Jay, I read your son’s post and it prompted me to reflect on my own life ~ and that’s why I’m sharing it with you ~ although you already know most of it. (He’s so bright! Thank him for me.) Somehow it seemed appropriate that I put down on paper the story of my own past few years. Maybe it will simply go into the file for progeny ~ my granddaughter perhaps. And maybe it will be tossed. We are our own most personal frame of reference, and I do like to remember what the Lord has done in me, as the song says. It fills me up.

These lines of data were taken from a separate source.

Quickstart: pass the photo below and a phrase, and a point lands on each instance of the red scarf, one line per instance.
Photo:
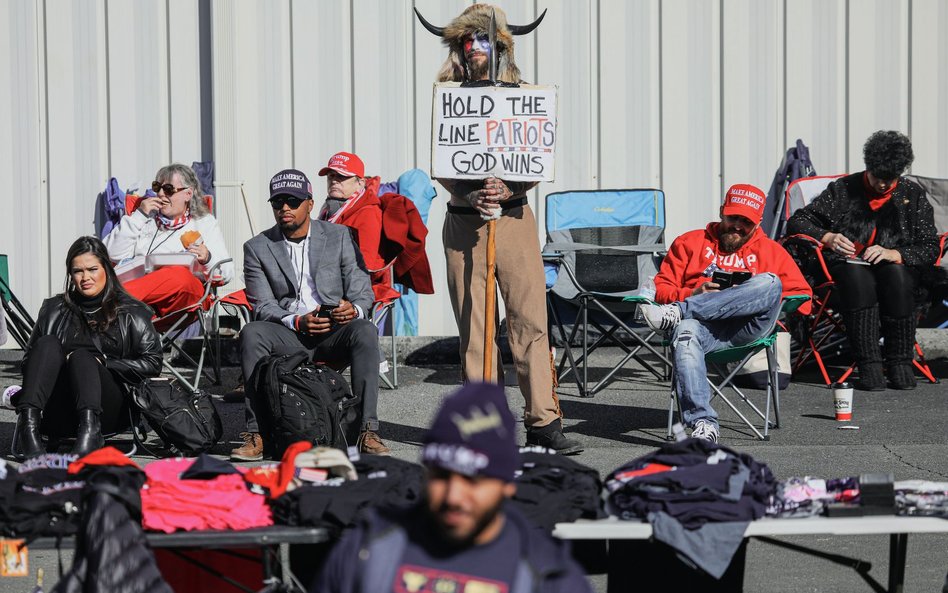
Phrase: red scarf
(881, 200)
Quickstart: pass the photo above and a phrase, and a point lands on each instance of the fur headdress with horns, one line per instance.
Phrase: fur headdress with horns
(476, 18)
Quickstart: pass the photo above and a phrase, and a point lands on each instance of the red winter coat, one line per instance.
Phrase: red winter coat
(690, 258)
(387, 227)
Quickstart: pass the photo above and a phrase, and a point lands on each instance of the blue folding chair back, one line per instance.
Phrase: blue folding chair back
(602, 246)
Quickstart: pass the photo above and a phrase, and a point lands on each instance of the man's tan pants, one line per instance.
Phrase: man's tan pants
(520, 278)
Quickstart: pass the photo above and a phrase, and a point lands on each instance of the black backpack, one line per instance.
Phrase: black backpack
(186, 421)
(303, 401)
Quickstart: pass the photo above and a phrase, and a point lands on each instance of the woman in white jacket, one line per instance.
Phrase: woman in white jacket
(161, 224)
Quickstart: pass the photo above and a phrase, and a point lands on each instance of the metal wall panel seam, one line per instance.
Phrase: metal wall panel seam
(352, 75)
(598, 54)
(784, 135)
(908, 103)
(721, 90)
(108, 92)
(846, 123)
(292, 88)
(48, 197)
(661, 100)
(169, 157)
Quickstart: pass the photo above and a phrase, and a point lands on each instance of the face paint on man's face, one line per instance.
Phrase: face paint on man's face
(477, 42)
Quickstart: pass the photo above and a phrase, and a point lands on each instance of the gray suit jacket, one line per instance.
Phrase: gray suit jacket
(334, 260)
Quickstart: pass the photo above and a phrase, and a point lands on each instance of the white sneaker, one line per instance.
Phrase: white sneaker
(661, 318)
(705, 431)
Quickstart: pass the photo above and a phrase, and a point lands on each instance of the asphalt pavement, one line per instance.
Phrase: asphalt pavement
(903, 433)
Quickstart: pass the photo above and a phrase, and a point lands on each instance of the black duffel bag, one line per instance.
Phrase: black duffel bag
(303, 401)
(186, 421)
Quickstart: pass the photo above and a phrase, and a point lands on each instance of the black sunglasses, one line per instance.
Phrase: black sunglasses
(169, 189)
(293, 202)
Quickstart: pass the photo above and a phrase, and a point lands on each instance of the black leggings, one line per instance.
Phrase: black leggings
(61, 387)
(890, 285)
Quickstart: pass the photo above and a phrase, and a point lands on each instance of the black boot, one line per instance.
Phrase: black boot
(26, 439)
(89, 436)
(899, 344)
(862, 329)
(551, 436)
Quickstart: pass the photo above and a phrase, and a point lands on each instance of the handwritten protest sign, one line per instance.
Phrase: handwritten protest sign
(482, 131)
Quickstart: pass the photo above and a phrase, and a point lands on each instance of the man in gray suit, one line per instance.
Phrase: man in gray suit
(293, 271)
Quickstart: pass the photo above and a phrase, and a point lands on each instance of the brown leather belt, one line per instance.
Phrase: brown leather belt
(504, 206)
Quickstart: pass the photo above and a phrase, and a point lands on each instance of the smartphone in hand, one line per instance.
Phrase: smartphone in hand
(325, 311)
(728, 279)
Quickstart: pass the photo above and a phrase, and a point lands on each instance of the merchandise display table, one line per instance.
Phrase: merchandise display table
(898, 529)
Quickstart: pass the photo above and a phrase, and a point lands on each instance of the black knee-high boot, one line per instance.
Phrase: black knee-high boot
(89, 436)
(862, 329)
(899, 345)
(27, 442)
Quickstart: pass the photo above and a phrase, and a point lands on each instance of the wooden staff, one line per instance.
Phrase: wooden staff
(490, 300)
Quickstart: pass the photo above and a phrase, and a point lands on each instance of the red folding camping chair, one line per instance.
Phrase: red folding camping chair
(200, 314)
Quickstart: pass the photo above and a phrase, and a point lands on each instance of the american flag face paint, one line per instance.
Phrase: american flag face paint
(477, 42)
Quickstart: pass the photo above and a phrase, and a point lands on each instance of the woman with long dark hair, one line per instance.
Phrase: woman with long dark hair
(88, 344)
(880, 244)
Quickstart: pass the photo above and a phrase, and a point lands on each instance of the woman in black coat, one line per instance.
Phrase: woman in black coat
(88, 344)
(879, 242)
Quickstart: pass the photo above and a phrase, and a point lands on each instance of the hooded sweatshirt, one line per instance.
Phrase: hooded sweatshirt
(694, 257)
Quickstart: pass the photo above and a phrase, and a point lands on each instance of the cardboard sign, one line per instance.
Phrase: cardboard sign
(479, 132)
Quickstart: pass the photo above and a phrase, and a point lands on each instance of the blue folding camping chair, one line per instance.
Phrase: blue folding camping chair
(602, 246)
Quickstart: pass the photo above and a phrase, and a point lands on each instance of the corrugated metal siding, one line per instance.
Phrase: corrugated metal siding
(688, 95)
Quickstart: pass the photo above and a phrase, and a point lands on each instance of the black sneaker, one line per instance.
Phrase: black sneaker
(551, 436)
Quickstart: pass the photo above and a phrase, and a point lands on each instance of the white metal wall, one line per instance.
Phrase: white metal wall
(687, 95)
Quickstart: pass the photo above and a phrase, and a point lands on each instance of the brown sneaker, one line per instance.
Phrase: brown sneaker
(371, 443)
(251, 450)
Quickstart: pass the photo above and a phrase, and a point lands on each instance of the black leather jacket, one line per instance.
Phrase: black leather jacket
(136, 352)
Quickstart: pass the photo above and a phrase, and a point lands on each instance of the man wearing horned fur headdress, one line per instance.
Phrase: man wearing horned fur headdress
(519, 268)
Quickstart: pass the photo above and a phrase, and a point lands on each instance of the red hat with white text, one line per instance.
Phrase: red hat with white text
(745, 200)
(344, 163)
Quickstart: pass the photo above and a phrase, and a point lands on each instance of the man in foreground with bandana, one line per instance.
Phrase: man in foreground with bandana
(519, 268)
(700, 315)
(463, 536)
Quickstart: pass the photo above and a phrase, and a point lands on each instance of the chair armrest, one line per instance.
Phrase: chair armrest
(562, 246)
(792, 302)
(551, 256)
(817, 247)
(638, 300)
(942, 240)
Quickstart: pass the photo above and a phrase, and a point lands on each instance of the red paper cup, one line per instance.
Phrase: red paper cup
(843, 401)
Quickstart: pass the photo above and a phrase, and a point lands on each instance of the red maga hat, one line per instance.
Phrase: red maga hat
(344, 163)
(745, 200)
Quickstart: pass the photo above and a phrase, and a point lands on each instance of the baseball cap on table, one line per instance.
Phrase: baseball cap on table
(291, 182)
(474, 434)
(344, 163)
(745, 200)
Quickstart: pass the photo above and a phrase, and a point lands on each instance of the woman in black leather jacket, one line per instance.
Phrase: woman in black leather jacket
(880, 245)
(88, 344)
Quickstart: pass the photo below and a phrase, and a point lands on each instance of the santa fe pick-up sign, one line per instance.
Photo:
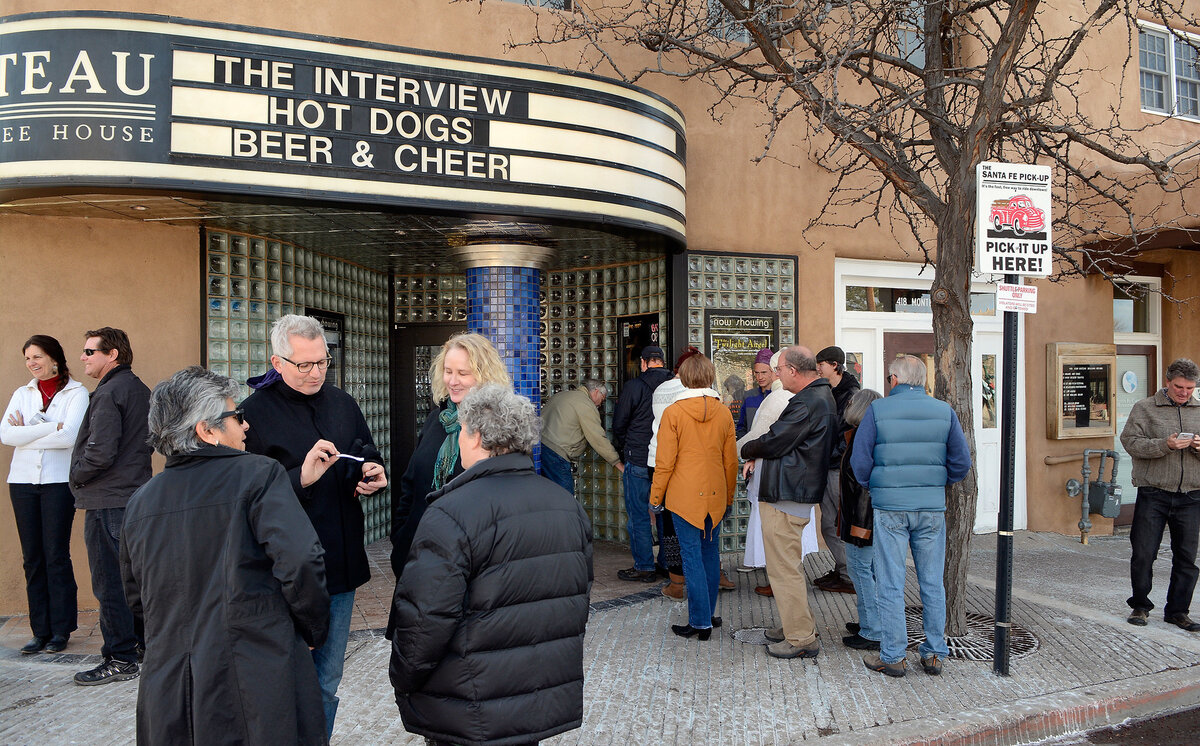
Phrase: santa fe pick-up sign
(1013, 227)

Thank you always for your part.
Reflections on a Birthday
Today I am 66 years old. I’ve led a charmed life in every aspect ~ emotional, physical, educational, material and intellectual, for the most part. Religiously, I have the best of credentials as a member of the Church of Christ. Fifth generation. Grandfather a classical scholar who chaired the Bible Department of a leading CoC college. Godly parents. Father a much loved and respected elder for many years. Husband a deacon. Brother an elder. Educated in CoC high school and two universities. Taught Bible classes for over 50 years. An impressive resume in some circles. Yet, there was a blank spot in the document. I covered it pretty well, but I knew. Actually, I did not know what belonged in the blank spot, but I knew that something was missing; and I defined it as a lack of sincerity on my part. I handled life fairly well, but I knew I had never been tested. I wondered if I had the stuff to make it when the time (surely) would come. As the years went by, I finally, and secretly, admitted to myself that I did not really love Jesus ~ at least, not like I should. Of course, I loved Him on some level. But He seemed far from me. I sang the songs, prayed the prayers, read the Bible through several times, enjoyed momentary connections, but the empty spot shamefully remained. One thing was constant in my self-analysis ~ I desired to make the connection permanent.
The awakening began with a little book written by Jack Exum, Sr. given away at a meeting he held in my church. I discovered grace, and that lit the fire. Then an introduction to the Holy Spirit from a book by Jay Guin took me deeper, and fanned the flames. Finally, my relationship with Him was becoming very real, and everything began to change. No longer did I doubt my sincerity of so many long years, and I realized that God had lovingly massaged life into my heart. He took the desire of this young woman and brought it subtly into reality.
God continued to bless me in the following years. Things were going well on most fronts. I led a Wednesday night class of ladies in studies that were uplifting and enriching. We grew together and lives were changing. Then I went into a dry spot wherein I began to suspect that I was too comfortable in my walk. Little knowing how God would respond, I asked Him to challenge me, my faith, in order to bring me closer, but to please not bring harm to my husband or our sons. Apparently God’s hearing is perfect as He heard my request and brought me to the floor on my face.
Before the next two years would pass, my husband and I lost four family members and a best friend to death. The number included my mother and my brother and my husbands only two brothers. My brothers and I had to take over the care of my Alzheimer’s-afflicted father, I was dismissed for my convictions from the teaching program at my church, and I developed debilitating health problems. My children were spared except for my son’s bout with Rocky Mountain Spotted Fever and my daughter-in-law’s heart problem discovered when our granddaughter was born. But the wonderful, and amazing, thing is that I never felt God’s presence more keenly. Although I went through essentially two years of mourning, it was a time filled with blessings and joy, strangely to say. In fact, it has been a time of immeasurable personal growth that would not have been possible without the trials.
God’s ways are so far beyond me that I will never understand them. But I have learned some things through my time of testing. I know that my name is written on His palm, that He delights in every detail of my life, and that He collects my tears in a bottle. I know that the more I nurture His Spirit, the more He pours into me. I know that He loves for me to tell others of His work in me ~ as a way to strengthen both my faith and that of the hearer, and to glorify Him. My relationship with Him has determined my self-esteem. He has caused me to find joy in honoring others before myself. The more He fills my heart, the more distasteful my sin become. And on and on. Never would I have dreamed that hardship would bring me to such joy and beauty. It was so hard at the time, but I always knew He was near. I weep in remembering.
On this day, my birthday, I am moved to write this little story ~ for what purpose, I’m not sure. I could write a chapter on each sentence. I conclude by saying that, finally, God truly is the most exciting facet of my life. And I would never dreamed it would be so.